Her favorite course to teach, for example, is torts for 1Ls in their first semester, because the students arrive like “sponges,” eager to absorb the material. Many students at that point say they’ve never had a black professor, she’d observed, so she especially enjoys engaging with them.
“She’s beloved by her students,” said Karen Tokarz, another law professor at Wash U. “She goes above and beyond.”
Norwood also pushes students to venture outside their comfort zones. She has supervised public-service externships in Ghana, for instance. She also has created a course on education law, part of which requires her law students to mentor high school students — though oftentimes, the former get more of an education than the latter when they learn, for example, that youth at under-resourced schools may have no food to eat in the morning or no internet at home.
“All these things my students take for granted — they’re seeing this for the first time,” she said.
Norwood has traveled widely as a professor: She has lectured on torts in Japan and on comparative products liability in the Netherlands. On one teaching trip to Shanghai, China, she read an article about pistachios that crystallized her long-standing desire to pursue a line of research — and resulted in a ground-breaking international event.

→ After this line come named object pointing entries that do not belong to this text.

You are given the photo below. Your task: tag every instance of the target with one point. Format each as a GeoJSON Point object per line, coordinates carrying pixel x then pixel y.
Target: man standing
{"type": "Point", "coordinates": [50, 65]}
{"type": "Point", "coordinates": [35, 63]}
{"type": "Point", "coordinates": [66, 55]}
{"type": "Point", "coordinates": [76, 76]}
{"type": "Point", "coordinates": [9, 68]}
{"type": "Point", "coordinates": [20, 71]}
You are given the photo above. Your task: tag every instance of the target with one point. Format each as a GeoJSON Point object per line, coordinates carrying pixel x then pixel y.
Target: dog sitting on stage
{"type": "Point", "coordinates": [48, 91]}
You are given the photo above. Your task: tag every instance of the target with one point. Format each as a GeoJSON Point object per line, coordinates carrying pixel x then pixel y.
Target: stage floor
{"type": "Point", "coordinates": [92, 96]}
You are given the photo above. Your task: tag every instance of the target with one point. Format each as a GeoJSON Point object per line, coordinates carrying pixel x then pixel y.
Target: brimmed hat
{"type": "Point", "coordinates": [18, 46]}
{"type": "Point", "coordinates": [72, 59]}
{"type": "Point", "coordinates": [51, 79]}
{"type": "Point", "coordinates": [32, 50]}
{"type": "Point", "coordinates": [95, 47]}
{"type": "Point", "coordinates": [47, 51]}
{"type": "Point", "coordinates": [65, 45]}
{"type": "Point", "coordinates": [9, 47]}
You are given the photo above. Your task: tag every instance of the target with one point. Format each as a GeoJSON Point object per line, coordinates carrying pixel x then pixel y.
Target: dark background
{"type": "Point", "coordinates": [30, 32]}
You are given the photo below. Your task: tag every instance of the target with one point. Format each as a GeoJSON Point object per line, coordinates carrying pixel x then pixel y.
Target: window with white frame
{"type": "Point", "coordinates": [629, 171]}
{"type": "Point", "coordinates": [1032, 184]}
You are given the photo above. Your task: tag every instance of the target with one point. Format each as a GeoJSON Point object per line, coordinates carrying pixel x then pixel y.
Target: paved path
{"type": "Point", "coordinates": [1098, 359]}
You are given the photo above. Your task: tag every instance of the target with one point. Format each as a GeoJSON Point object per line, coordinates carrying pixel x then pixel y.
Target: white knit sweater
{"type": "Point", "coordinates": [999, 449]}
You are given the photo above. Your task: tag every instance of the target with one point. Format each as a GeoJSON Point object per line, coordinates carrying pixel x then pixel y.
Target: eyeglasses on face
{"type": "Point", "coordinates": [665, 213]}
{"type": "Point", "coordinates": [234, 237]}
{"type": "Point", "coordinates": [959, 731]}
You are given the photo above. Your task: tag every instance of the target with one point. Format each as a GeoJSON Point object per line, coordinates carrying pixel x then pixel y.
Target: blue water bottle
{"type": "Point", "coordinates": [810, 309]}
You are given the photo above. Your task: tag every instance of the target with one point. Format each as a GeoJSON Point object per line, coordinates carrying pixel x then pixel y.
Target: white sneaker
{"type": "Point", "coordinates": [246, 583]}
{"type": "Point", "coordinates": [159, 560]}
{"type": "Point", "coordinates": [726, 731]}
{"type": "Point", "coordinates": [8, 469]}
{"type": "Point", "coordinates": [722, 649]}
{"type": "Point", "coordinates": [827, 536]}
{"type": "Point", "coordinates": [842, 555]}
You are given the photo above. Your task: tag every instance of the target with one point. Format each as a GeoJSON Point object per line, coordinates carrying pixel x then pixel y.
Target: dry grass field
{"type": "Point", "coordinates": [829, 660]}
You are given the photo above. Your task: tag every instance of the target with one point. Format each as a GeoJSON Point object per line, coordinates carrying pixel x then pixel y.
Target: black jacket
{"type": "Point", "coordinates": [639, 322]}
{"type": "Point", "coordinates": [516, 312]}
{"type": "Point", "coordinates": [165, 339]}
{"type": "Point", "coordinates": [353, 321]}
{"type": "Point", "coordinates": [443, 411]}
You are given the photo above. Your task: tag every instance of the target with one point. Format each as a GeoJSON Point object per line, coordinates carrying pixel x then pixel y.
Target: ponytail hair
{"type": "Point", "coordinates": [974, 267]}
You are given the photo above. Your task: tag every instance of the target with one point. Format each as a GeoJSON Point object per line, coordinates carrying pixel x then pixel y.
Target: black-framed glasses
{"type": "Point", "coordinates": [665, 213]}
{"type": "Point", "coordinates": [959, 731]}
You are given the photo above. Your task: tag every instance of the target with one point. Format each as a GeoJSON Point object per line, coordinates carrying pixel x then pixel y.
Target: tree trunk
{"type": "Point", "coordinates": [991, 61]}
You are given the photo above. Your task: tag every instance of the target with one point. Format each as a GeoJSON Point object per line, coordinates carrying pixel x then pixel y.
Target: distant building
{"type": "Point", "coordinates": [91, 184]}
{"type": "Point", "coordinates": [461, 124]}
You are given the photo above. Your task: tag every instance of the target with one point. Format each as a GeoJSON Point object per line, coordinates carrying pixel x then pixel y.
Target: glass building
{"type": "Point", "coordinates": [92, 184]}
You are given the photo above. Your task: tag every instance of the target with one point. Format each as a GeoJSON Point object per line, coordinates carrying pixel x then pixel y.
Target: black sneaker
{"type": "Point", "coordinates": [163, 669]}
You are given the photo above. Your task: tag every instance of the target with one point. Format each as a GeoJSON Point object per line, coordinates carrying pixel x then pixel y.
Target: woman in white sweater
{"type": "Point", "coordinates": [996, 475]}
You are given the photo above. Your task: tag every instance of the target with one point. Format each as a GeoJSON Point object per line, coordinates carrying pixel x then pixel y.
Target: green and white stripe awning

In the article, which appeared in China Daily, she learned that China was the world’s largest consumer of pistachio nuts, and that before they go to market, they are bleached. The reason: For Chinese consumers, whiter is better.
“From that day on,” Norwood later wrote, “I began to experience my surroundings while traveling in China through colored lenses.” She noticed that professionals depicted in TV commercials, magazines and billboards were lighter in skin tone than laborers.
She thought about other world regions. In Africa, she knew, many women used skin-lightening creams out of the conviction — residual from the colonial period — that lighter is better. Norwood also thought about her own childhood and how her mother had the complexion of Halle Berry while she herself had the complexion of Michelle Obama — and how that difference played out on the street.
“People who looked at my mother physically responded to her as if they were looking at a work of fine art,” Norwood later observed in an academic article. When they looked at her, however, their expression soured, she recalled. “I eventually came to understand that those looks of contempt and pity related to the color of my skin,” she wrote.
She resolved to write a book on “colorism,” a term believed to be coined by the writer Alice Walker that denotes the prejudicial or preferential treatment of same-race people based solely on their color. In 2014, Norwood published the book “Color Matters: Skin Tone Bias and the Myth of Post-Racial America.” That book led to the first international colorism conference on U.S. soil, hosted by Wash U in 2015.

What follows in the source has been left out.